SELUPU REJANG– Desa Kampung Baru, Kecamatan Selupu Rejang, Kabupaten Rejang Lebong melaksanakan kegiatan pemberdayaan masyarakat dengan membangun irigasi tersier yang bertujuan untuk memperlancar aliran air dan memberikan kenyamanan bagi warga dalam mengakses kebutuhan air bersih.
Kepala Desa Kampung Baru, Rudy, menjelaskan bahwa pembangunan ini sangat vital karena sekitar 50 persen masyarakat desa bergantung pada sumber air tersebut untuk kebutuhan rumah tangga.
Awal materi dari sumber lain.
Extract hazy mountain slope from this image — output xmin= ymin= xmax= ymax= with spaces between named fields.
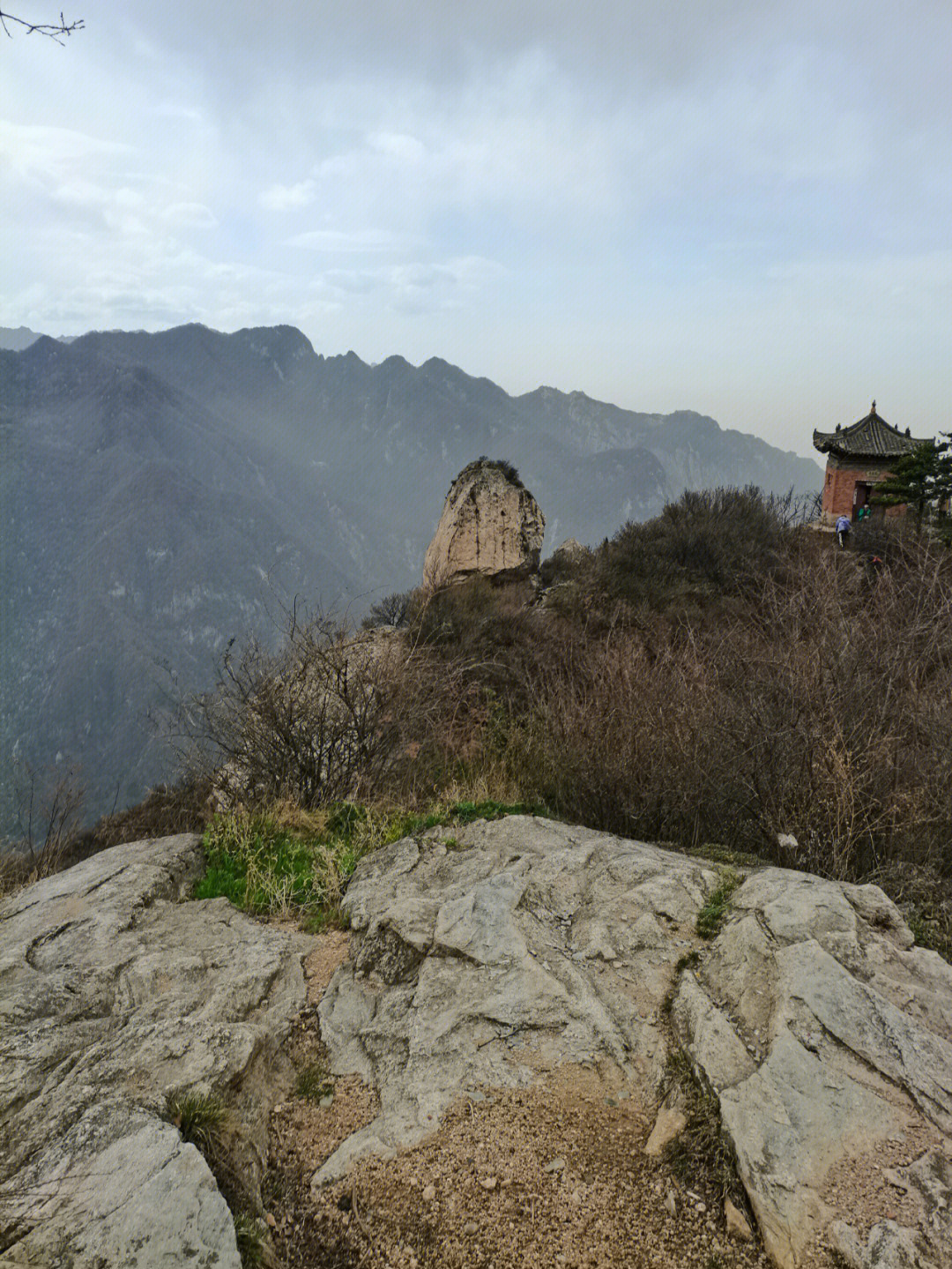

Pembangunan irigasi sepanjang 114 meter ini menggunakan Dana Desa sebesar Rp73.200.000. Irigasi ini dibangun tanpa lantai, hanya menggunakan dinding, karena terdapat mata air yang keluar setiap tiga meter. Di bagian lantai dipasang pipa yang langsung mengalirkan air ke bak penampungan utama. Air dari bak ini kemudian digunakan untuk keperluan minum, mandi, mencuci, dan kegiatan rumah tangga lainnya.
Rudy, menegaskan bahwa dalam proses pembangunan, tidak melibatkan pihak ketiga atau rekanan luar. Semua pekerjaan dilakukan oleh masyarakat desa sendiri untuk memberdayakan warga secara langsung. “Semua tenaga kerja dilakukan oleh masyarakat desa setempat,” ujar, Rudy.
Salah satu warga Dusun Baru, Ibu Tutik, mengaku sangat terbantu dengan adanya irigasi baru ini. “Dulu kami harus berjalan jauh melintasi sawah untuk mendapatkan air bersih. Sekarang air sudah tersedia di bak penampungan di pinggir desa, jadi tidak perlu repot lagi,” tuturnya.
Saat disinggung mengenai Badan Usaha Milik Desa (BUMDes), Rudy menjelaskan bahwa sebelumnya BUMDes sempat tidak aktif. Namun kini, pihak desa telah menandatangani nota kesepahaman (MoU) dengan Bulog untuk kerja sama pengadaan sembako. Tahun depan, BUMDes direncanakan akan aktif kembali dengan menghadirkan semacam toko serba ada seperti Alfamart, namun dengan harga lebih terjangkau karena mengikuti standar harga Bulog.
“Kami mengimbau masyarakat agar berbelanja di BUMDes desa sendiri agar perputaran uang tetap berada di desa kita,” ujar Rudy.